Yellowstone Trail Alliance of Western Minnesota

The Yellowstone Trail Alliance of Western Minnesota is hosting a Sociability Run along The Yellowstone Trail between Buffalo Lake and Ortonville on Saturday, September 11, 2021.  So, just what is a “Sociability Run”?  

To answer that question, we need to go back in history a bit.  When automobiles appeared on the scene, they were extremely popular, and in 1912 there were 356,000 automobiles sold in the United States.  It soon became evident that there were few good roads to drive those new cars on.  Imagine owning a wonderful horseless carriage and having only dirt roads or paths used by horses and wagons available! Getting stuck or breaking down was a common occurrence.  And then came what would become The Yellowstone TrailAssociation, a grassroots movement dedicated to improving and connecting those difficult roadways.  

Yellowstone Trail architect MIchael Dowling makes social connections in rural communities using roadway travel.

When the first 26 mile stretch of road, between Ipswich and Aberdeen South Dakota, was completed, it was celebrated with a Sociability Run. At that time a Sociability Run was a popular event involving a group of cars travelling together, enjoying food, amateur competition and club sociability.  Being able to get in a car and drive somewhere was a new form of entertainment and was much to celebrate!

Today, we take our cars and roads for granted.  We can’t imagine life without them.  The first car to be massed produced was the Ford Model T in 1908.  My grandfather would have been ten years old at the time.  His family lived on a farm west of Hector, only a few miles north of the original 1914 Yellowstone Trail.  He would have been 16 when that part of the Yellowstone Trail was finished.  Look how far we have come in just a few generations!

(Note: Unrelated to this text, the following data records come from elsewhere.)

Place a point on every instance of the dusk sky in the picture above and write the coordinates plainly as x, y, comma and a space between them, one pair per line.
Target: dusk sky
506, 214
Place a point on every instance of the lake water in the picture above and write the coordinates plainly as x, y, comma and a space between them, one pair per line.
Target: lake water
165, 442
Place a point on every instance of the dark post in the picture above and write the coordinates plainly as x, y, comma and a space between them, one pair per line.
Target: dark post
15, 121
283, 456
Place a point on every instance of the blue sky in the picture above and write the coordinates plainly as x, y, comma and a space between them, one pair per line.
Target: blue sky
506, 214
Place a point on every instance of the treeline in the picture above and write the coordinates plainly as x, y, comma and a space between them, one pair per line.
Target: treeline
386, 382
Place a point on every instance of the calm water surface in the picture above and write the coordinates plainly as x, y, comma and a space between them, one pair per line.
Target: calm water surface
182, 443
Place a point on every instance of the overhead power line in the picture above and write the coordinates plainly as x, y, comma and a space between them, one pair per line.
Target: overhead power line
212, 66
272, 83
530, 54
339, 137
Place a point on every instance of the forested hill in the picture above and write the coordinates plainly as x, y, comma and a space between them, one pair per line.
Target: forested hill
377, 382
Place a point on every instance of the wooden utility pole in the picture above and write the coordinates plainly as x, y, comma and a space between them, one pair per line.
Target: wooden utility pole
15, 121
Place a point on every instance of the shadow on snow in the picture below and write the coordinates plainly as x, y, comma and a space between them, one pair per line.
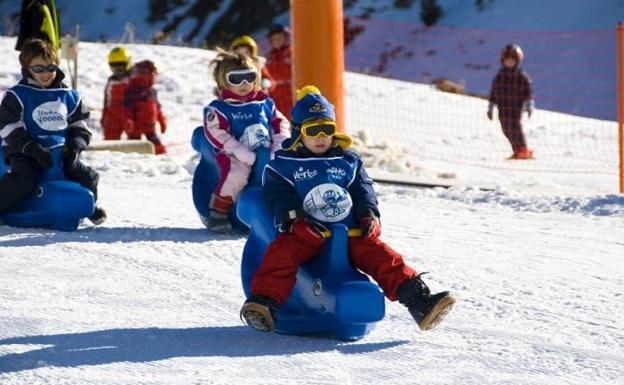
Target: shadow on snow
154, 344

Runs were also held for other reasons, for example, to check the condition of a prospective route, or the durability of one’s vehicle.  The first cross country run was held in September of 1916 in conjunction with the military.  World War I had been going on in Europe for 2 years, and in about 7 months the United States would be involved as well.  The purpose of this run was to see how long it would take to deliver a message from Plymouth to Seattle.  It was run as a relay and took 121 hours.

So, today, I see a Sociability Run as a celebration of our history.  I encourage you to visit the museums in the towns along the Trail, they contain many historical gems. Celebrate how far we have come in such a short time!  You cannot fully appreciate what we have today without looking at where we have been.